Monday, Apr. 06, 1959
Basketball Scholarship
Ever since "quiz" became television's own four-letter word, networks have sought the fix-free format--a jackpot show that could convince audiences of its incorruptibility. The trick lay in finding contestants whose honesty could not be doubted. CBS decided to try the nation's scrub-faced youth, began a sprightly Sunday half-hour intellectual basketball game called College Bowl.
The game--adapted from a 1953-55 radio show--pairs two colleges, each with four-student teams. Quizmaster Allen Ludden, 41, a sometime writer on teenage manners and morals (Plain Talk for Men Under 21, Plain Talk for Women Under 21), fires out a "tossup" question. The team that answers first and correctly wins ten points, plus a shot at a bonus question worth 20 to 40 points. Samples: Who was the German philosopher whose name rhymed with a doughnut-shaped roll? (Answer: Hegel, rhymes with bagel.) If a hostess invited the named sons of Adam and Eve and the wives of Henry VIII to a party, how many guests would she have? (Answer: Nine--six wives and three sons: Cain, Abel, Seth.)
This week the women again outnumbered the men. A four-girl Barnard College team, led by Heritage ("Cherry") White, 21, and Phyllis Hurwitz, 17, creamed the University of Southern California (three males, one female) 195 to 65. By winning its second straight victory (fortnight ago the girls beat Notre Dame 230 to 110), Barnard nailed a spot on the next program, on April 12 (v. the University of Minnesota), will stay on until defeated. The only cash prizes: $1,500 for the Barnard scholarship fund, $500 for Loser U.S.C.--both from Sponsor General Electric. Participants get no money at all. No cash, no fix.

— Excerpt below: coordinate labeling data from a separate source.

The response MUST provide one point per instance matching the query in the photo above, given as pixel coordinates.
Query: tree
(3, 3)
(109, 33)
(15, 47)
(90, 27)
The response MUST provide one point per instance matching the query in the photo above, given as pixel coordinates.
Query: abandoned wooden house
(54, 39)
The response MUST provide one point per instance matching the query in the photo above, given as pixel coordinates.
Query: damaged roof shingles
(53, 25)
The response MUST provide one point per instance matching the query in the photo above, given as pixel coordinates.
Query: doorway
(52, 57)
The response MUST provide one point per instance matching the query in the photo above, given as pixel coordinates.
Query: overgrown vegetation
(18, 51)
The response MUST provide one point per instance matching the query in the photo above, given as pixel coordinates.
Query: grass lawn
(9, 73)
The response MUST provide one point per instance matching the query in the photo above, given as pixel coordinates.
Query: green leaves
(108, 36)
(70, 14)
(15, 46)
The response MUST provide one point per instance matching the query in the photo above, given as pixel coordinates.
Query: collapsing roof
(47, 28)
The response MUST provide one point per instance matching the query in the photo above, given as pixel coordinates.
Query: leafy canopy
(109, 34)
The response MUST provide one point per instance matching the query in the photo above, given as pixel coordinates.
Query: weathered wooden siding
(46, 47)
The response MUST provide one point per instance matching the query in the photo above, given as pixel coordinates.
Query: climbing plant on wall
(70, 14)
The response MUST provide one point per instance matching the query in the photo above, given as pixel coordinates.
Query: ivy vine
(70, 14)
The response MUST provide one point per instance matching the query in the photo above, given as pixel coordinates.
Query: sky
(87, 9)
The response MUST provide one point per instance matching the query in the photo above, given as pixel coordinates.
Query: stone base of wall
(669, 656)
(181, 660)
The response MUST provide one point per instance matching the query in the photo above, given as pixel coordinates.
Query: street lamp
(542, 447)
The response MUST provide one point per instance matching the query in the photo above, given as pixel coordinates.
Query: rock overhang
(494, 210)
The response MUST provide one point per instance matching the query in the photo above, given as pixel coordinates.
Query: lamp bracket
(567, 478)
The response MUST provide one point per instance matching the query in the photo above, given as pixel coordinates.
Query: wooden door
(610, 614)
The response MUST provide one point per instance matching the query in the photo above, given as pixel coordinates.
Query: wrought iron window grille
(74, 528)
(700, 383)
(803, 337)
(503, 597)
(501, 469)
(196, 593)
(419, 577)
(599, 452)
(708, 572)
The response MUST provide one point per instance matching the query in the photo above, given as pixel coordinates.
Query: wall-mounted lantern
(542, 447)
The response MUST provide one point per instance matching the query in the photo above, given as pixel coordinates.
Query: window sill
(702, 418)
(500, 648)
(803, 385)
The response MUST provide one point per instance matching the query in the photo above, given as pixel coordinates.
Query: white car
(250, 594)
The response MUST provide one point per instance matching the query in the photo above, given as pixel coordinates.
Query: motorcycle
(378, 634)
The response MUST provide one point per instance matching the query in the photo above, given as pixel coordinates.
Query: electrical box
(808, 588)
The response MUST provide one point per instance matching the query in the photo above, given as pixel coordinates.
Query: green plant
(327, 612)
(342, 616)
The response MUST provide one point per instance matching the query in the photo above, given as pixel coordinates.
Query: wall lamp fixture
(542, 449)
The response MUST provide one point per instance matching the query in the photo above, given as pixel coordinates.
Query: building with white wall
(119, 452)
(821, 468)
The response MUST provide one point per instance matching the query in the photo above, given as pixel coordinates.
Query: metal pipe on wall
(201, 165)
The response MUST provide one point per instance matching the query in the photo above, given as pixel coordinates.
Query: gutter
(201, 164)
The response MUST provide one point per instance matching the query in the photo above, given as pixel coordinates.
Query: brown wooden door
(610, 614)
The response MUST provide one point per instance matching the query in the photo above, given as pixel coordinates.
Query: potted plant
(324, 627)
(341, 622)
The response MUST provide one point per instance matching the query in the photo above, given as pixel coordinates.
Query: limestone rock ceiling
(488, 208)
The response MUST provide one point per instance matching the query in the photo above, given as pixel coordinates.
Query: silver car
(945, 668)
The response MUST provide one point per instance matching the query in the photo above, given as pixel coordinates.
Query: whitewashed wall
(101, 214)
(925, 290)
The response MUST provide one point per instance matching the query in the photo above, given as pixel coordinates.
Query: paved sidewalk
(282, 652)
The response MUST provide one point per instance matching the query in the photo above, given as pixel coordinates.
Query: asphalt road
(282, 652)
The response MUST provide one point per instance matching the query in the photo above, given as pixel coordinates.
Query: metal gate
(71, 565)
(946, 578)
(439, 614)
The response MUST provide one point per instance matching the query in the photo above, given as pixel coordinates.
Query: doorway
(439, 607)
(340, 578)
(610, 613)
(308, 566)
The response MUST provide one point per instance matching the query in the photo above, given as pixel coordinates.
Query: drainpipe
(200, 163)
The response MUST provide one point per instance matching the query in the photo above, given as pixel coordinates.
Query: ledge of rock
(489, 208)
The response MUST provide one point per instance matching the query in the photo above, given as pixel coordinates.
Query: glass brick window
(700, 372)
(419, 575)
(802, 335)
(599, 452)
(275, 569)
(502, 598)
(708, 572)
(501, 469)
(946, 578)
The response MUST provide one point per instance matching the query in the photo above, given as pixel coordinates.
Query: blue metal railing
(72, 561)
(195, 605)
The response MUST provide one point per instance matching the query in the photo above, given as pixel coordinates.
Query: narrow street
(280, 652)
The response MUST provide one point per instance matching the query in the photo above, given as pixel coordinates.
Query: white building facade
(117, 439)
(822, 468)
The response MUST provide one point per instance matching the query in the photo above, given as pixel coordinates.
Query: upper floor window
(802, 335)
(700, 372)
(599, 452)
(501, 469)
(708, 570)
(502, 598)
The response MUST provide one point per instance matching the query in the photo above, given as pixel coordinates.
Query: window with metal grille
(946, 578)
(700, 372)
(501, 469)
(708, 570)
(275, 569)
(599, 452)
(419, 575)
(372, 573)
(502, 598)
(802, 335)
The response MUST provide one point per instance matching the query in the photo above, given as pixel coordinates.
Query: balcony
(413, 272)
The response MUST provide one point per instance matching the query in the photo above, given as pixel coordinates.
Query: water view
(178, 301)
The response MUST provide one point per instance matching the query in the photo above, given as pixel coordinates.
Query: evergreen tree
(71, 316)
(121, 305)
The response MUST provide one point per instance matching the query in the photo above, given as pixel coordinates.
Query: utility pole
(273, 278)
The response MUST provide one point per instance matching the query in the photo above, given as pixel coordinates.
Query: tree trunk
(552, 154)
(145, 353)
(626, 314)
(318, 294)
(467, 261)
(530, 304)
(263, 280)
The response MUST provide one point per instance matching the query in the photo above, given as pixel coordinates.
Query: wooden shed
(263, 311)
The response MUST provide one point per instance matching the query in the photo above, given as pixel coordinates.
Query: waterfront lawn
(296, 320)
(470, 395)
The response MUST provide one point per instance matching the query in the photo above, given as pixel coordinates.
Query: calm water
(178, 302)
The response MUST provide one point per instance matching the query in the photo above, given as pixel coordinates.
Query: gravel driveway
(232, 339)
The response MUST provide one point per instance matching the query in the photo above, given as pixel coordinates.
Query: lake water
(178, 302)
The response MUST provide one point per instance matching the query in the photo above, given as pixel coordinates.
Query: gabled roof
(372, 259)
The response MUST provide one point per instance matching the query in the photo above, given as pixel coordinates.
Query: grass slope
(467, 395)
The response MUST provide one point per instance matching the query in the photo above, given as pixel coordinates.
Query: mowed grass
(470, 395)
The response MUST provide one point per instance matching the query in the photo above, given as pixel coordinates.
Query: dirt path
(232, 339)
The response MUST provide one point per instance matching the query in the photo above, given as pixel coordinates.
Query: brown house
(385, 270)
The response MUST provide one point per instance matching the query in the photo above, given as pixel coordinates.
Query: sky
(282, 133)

What College Bowl suffers from is a sophomoric strain on the basketball analogy. A referee's shrill whistle signals half time and the commercial. A student audience is encouraged to cheer each correct answer. After Northwestern was defeated by Georgetown a few weeks back, Northwestern students hanged in effigy the quiz team's coach, Dean of Students James Currie McLeod. Mused McLeod: "Who knows--I may wind up like Terry Brennan."